Aside from the critique on the decision itself, the integrity of the judge who handed out the verdict has also been called into question. Immediately after the verdict people involved with the Dutch Pirate Party, which is on the ballot of tomorrow’s elections, pointed out that the judge might not be as objective as he could be.

It turns out that the movie company lawyer Dirk Visser, the same person who also scored a victory for BREIN against Mininova, has been organizing a course for copyright specialists where Judge Hensen was once of the teachers. This prompted the Pirate Party politicians to doubt the objectiveness of the judge.

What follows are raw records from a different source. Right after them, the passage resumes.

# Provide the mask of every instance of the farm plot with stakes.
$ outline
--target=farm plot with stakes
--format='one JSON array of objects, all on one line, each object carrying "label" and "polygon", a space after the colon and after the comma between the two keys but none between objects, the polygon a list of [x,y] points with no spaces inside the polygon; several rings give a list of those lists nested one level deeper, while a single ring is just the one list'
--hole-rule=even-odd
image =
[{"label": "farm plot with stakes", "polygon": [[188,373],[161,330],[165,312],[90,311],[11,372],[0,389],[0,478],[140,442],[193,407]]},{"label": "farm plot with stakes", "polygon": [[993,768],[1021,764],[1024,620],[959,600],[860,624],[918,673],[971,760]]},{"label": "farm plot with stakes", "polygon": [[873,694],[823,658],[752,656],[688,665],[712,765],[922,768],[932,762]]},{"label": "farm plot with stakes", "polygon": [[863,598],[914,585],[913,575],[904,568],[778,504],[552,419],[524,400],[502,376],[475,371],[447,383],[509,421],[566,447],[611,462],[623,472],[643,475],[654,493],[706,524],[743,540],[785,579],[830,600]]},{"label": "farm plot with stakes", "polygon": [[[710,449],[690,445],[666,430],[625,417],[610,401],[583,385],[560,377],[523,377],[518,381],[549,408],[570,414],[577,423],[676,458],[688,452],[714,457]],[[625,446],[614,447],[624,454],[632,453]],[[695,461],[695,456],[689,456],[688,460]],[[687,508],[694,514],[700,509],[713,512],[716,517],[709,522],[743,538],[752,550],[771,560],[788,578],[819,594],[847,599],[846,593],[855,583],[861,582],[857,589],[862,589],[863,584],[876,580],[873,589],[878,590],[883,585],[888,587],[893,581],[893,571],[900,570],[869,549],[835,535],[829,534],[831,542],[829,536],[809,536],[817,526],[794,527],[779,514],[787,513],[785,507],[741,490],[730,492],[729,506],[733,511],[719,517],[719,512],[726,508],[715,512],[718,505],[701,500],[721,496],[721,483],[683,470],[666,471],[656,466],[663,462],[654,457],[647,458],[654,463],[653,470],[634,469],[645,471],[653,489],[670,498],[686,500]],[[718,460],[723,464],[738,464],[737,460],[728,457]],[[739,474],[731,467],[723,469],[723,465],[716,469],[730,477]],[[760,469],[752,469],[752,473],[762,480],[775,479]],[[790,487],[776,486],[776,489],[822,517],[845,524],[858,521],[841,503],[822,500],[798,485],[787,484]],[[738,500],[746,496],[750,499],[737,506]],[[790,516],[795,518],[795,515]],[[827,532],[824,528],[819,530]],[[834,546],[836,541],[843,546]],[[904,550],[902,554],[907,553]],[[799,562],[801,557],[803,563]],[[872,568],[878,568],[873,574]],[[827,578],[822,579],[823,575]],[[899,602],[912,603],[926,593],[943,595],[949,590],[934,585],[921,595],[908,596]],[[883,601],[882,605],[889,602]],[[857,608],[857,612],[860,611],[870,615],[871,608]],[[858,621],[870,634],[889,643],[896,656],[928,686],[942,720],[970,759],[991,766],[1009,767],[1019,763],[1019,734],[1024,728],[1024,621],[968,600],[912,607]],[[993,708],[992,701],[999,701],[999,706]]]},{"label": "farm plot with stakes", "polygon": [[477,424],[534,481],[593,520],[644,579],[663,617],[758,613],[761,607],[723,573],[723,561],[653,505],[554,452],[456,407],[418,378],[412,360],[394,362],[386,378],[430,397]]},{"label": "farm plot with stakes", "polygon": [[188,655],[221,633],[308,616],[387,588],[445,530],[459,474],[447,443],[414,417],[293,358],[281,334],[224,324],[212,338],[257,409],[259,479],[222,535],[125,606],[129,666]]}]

Sweden’s Pirate Party leader Rick Falkvinge, who’s currently supporting his Dutch colleagues in the election run, has been the most vocal about the issue.

“It’s stories like this that show why today’s politicians simply must be kicked from office,” Falkvinge told TorrentFreak in a comment. “If they don’t see a problem with this — and apparently, they don’t — then it’s absolutely critical to the integrity of society and faith in the justice system that, quite frankly, some heads roll in tomorrow’s elections in favor of the Dutch Pirate Party.”

“Every time something like this happens, you think the copyright lobby has fallen to a moral rock bottom. Then as soon as you turn your back, they take out a jackhammer and start digging.” Falkvinge added. “I expect this will boost support for the Dutch Piratenpartij, and for good reason. Today’s politicians need to learn that their seats aren’t taken for granted,” Falkvinge added.

In the current polls the Dutch Pirate Party is still lacking enough support to be able to scoop a seat at the local parliament, but there’s still a day to go for them. Undoubtedly, stories about conspiring copyright lobbyists and possible biased judges may help to give that final push.

Despite the election outcome, FTD announced today that it will appeal the verdict of the case. They don’t intend to follow up the bias claims, FTD’s lawyer told TorrentFreak.